Siyasi çözüm mü, o da ne?

xxx78

WASHINGTON- ABD'nin Ankara Büyükelçisi Ross Wilson Beyaz Saray'da yapılan Abdullah Gül – George W. Bush görüşmesini Amerikan tarafından izleyenlerdendi; sonunda noktayı onun koyması önemli. Wilson, görüşmelerde "PKK'ya siyasi çözüm" anlamını taşıyan bir pazarlık geçtiğine dair haberleri yalanladı.

Beyaz Saray'da 2006 ekiminde yapılan Erdoğan – Bush görüşmesi sonrasında da benzer bir kafa karışıklığı ortaya çıkmış, 'irtica' saplantılı bir soruya 'kakafoni' (kuru gürültü) sözcüğünü kullandığı cevabı ile ortalığı yatıştırma görevi yine Ross Wilson'a düşmüştü.

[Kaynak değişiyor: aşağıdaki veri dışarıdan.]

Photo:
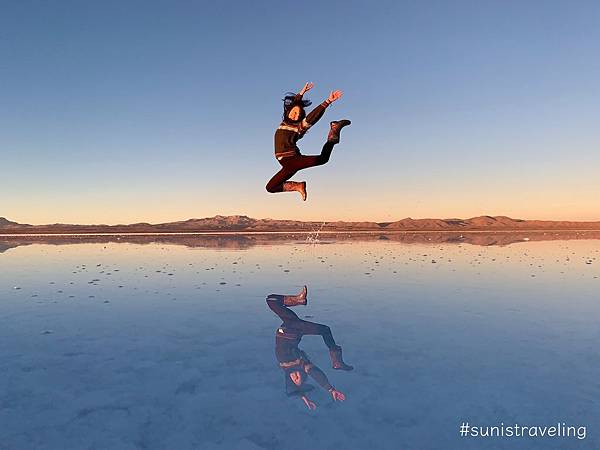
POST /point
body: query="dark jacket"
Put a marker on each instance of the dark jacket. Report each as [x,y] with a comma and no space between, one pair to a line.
[288,133]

Aslında ortada yanlış anlaşılacak ve kafa karışıklığına sebep olacak bir durum yok değil, var. Bush – Gül buluşması öncesinde medyaya bilgi veren Beyaz Saray sözcüsü Dana Perino, "Uzun vadeli çözüm önerileri" beklediklerini ifade etti; görüşme sonrasında ise, adını vermeyen yönetimden bir yetkili, içinde 'siyasî çözüm' sözcükleri de geçen bir konu olarak sundu Beyaz Saray'daki görüşmenin PKK ile ilgili çerçevesini...

Böyle bir durumda kafa karışmasın da ne olsun...

Türkiye terörle mücadelede son aylarda ciddi başarılar kaydetti. İçeride ve dışarıda tecrit edilen terör örgütüne birbiri ardına darbeler indirildi. Örgütün sınır dışındaki yuvalarına hava hücumları yapılıyor ve militanlara göz açtırılmıyor. Daha önemlisi, Irak'ın kuzeyinden de eskisi kadar anlayış görmüyor terör örgütü; güvendikleri dağlara kar yağdığını görmekten şaşkınlar. Eskiden eylem koyduklarında tepki olarak her kafadan ayrı bir ses çıkardı; Diyarbakır'daki eyleme verilen ortak tepki yüzünden örgüt ne diyeceğini şaşırdı.

Bu, olayın, terörle askerî mücadele yüzü...

Olayın birden fazla yönü olduğunu artık herkes biliyor. Terör örgütü yıllar ve yıllar boyu kendisini hak etmediği derecede bazı davaların sahibi olarak göstermeyi becermişti; o yaygaralar sırasında örgütün dış bağlantıları bulunduğu ve zaman zaman Türkiye aleyhine kullanılan bir taşeron olduğu görüntüsü pek belli olmuyordu. Oysa şimdilerde dış destekçiler taraf değiştirdiği için propaganda cilâsı örgüt üzerinden akıyor. Gerçekler apaçık ortada artık...

Terör örgütünün savunduğunu iddia ettiği davalarda samimiyetsizliği o davaları geçersiz kılmıyor. İstismara açık her yanlışlığı sona erdirecek bir iradeye ihtiyaç var ve yanlışlıklar mümkün olduğu genişlikte ortadan kaldırılmadıkça terörün yeniden uç verme ihtimali bütünüyle bitirilmiş kabul edilemez. Türkiye, kendi güvenliği, esenliği ve refahı açısından atması gereken adımları atmak zorundadır.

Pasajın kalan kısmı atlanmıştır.